Arrêté le 18 février dernier, placé sous mandat de dépôt le 28 du mois, Alhassane Bangoura est décédé le 14 mars. Ce 24 mars, en conférence de presse à Cona-cris, des jeunes de Yattayah se sont joints à la famille et aux avocats du défunt pour inviter la justice guinée-haine à faire toute la lumière sur le décès d’Alhassane Bangoura, survenu à l’hôtel cinq étoiles de Coronthie. Père de six enfants dont deux garçons, il est accusé de vol d’un poste téléviseur chez Ousmane Barry. Il a été dénoncé par une mineure de 15 ans qui s’occupe des travaux ménagers chez la famille Barry. Le porte-voix des jeunes Yattayah réclame « la vérité, rien que la vérité » sur les circonstances du décès.

« Alhassane Bangoura est décédé pour des raisons pécuniaires, non pour des raisons juridiques », dénonce Me Sékou Koïta, avocat de la famille Bangoura, lequel regrette des manquements tout au long de la procédure. « Nous sommes déterminés à faire triompher la vérité dans cette affaire. Alhassane Bangoura est un innocent qui est parti dans des circonstances très peu honorables. Ça ne plaira à personne d’avoir en mémoire que son père est décédé en prison pour un vol de téléviseur qui n’a pas été prouvé. Vous imaginez la douleur que ressent sa famille ? Il  est mort de manière indigne et injuste. Nous avons recouru à tous les moyens juridiques et judiciaires pour ne pas en arriver là, en vain. Ce qui s’est passé ne devait pas se passer dans un Etat de droit », regrette-il.

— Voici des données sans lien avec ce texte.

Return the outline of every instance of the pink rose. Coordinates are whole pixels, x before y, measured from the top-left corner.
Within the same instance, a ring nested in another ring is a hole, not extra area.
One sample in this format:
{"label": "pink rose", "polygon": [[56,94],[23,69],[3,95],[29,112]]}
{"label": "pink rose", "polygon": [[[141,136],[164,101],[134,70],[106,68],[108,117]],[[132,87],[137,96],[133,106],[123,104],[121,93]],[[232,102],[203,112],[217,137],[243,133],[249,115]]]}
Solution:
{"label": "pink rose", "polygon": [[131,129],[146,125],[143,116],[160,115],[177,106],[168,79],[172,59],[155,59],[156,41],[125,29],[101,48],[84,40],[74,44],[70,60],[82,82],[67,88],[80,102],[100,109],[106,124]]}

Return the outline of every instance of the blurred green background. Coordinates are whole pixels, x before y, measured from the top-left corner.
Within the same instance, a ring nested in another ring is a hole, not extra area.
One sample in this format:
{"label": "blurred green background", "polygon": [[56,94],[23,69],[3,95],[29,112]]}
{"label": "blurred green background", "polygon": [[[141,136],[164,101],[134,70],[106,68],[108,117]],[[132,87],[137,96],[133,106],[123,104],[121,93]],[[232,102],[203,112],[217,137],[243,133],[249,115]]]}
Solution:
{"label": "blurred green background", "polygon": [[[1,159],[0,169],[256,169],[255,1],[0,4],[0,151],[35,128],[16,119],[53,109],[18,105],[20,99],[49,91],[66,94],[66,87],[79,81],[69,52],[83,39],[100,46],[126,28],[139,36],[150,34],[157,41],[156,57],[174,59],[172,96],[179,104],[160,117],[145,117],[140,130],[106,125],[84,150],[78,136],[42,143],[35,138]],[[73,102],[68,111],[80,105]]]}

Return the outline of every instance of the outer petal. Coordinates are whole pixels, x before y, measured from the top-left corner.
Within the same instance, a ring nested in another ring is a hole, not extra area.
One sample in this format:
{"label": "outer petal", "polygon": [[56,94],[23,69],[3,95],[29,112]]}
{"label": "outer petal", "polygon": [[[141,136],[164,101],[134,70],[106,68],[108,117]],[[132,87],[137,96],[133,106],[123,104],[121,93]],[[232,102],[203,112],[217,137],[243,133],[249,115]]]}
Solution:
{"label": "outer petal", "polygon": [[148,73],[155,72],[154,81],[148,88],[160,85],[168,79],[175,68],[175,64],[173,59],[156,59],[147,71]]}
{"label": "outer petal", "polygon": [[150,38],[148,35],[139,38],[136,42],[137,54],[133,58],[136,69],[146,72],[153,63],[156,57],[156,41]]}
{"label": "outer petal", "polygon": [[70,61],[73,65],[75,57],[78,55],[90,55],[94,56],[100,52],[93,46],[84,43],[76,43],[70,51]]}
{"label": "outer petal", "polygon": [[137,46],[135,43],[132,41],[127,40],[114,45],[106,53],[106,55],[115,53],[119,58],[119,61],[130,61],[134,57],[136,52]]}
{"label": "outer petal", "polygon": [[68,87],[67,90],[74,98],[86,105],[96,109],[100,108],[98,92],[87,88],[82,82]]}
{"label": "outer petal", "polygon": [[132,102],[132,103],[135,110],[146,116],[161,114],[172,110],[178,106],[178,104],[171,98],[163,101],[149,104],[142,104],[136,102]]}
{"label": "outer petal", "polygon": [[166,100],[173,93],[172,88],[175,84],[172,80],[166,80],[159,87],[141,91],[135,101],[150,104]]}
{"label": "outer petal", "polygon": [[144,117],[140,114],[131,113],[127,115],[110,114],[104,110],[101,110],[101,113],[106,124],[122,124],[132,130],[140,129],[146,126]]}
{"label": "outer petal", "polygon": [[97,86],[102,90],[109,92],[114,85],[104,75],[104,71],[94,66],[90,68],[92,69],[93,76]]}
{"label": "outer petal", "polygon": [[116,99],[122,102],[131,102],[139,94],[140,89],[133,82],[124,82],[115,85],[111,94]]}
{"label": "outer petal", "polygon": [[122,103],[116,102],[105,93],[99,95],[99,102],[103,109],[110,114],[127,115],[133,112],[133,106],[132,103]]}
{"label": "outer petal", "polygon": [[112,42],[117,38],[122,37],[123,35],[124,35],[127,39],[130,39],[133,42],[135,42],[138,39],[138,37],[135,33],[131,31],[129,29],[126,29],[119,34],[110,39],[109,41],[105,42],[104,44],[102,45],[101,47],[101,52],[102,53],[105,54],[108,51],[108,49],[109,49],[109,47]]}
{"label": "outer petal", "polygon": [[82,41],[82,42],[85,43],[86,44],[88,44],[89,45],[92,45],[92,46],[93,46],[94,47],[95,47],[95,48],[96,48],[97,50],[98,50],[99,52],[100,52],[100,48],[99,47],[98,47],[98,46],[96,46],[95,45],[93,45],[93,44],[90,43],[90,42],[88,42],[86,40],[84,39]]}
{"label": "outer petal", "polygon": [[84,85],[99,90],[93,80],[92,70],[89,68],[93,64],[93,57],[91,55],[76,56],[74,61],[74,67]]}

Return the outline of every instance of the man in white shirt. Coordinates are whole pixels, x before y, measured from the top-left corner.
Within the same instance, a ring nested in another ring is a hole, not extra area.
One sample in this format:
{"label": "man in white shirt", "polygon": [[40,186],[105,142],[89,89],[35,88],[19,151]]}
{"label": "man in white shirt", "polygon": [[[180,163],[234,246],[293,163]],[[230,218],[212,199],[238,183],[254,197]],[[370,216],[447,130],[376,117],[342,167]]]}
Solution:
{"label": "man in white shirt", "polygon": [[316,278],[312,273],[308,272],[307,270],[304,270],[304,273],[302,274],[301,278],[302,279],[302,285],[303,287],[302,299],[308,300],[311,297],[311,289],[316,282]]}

Côté justice, l’affaire traîne, bien que le ministre de la Justice, Moriba Alain Koné, ait rassuré la famille du défunt, de la poursuite de l’affaire jusqu’au bout. Amen ! Pour l’heure, la famille Bangoura garde son mal en patience, attendant les résultats de l’autopsie décidée par la juge d’instruction, dame Ramatoulaye Barry.

Genèse de l’affaire

« Alhassane Bangoura a été interpellé à 6 heures par la Brigade anti-criminalité numéro 5 de Nongo pour vol d’un poste téléviseur, le 18 février 2022. Qu’est-ce que la Brigade à avoir dans ça, alors qu’elle est constituée pour lutter contre le grand banditisme ? Quand il a été arrêté (le jour du mariage de sa fille), il a été transféré au Commissariat central de Nongo pour l’enquête préliminaire. Quelle humiliation ! Ils ont appelé des témoins qui ne l’ont pas identifié », explique Me Fodé Dioubaté. L’enquête préliminaire bouclée, Alhassane Bangoura a été transféré au parquet spécial du tribunal pour enfant à Kaloum. A « notre étonnement », poursuit l’avocat, le procureur spécial fait retourner Alhassane Bangoura passer la nuit du 24 février en garde à vue, au Commissariat central de Nongo. Ensuite, « il a requis l’ouverture d’une information judiciaire en saisissant un cabinet d’instruction, en la personne de la juge Ramatoulaye Barry du tribunal pour enfant de Kaloum. Là aussi, on a constaté des manquements », dénonce-t-il.

Il « ne devait » pas être en taule

Me Sékou Koïta estime qu’Alhassane Bangoura ne devait pas être embastillé à cause d’un prétendu vol de poste téléviseur. Il invoque le principe selon lequel «la liberté est le principe, la prison l’exception. » Mais, le risque de fuite et celui de faire pression sur les témoins sont, entre autres, des motifs qu’ayant fait valoir la juge d’instruction pour le coffrer.

« Avec toutes les garanties que nous avons mises en avant, l’ordonnance de placement en détention provisoire d’Alhassane Bangoura a été prise. Il a été conduit à la Maison centrale de Conakry comme un bandit de grand chemin. Nous avons écrit une demande de mise en liberté provisoire, sans succès. On nous parlait d’une caution de dix millions de francs guinéens, mais finalement, j’ai proposé une caution de trois millions. On devait déposer la caution le 14 mars, lorsqu’on nous a informé qu’il est décédé », regrette Me Koïta qui assure qu’Alhassane Bangoura n’a donné aucun signe de maladie, à la veille de son décès.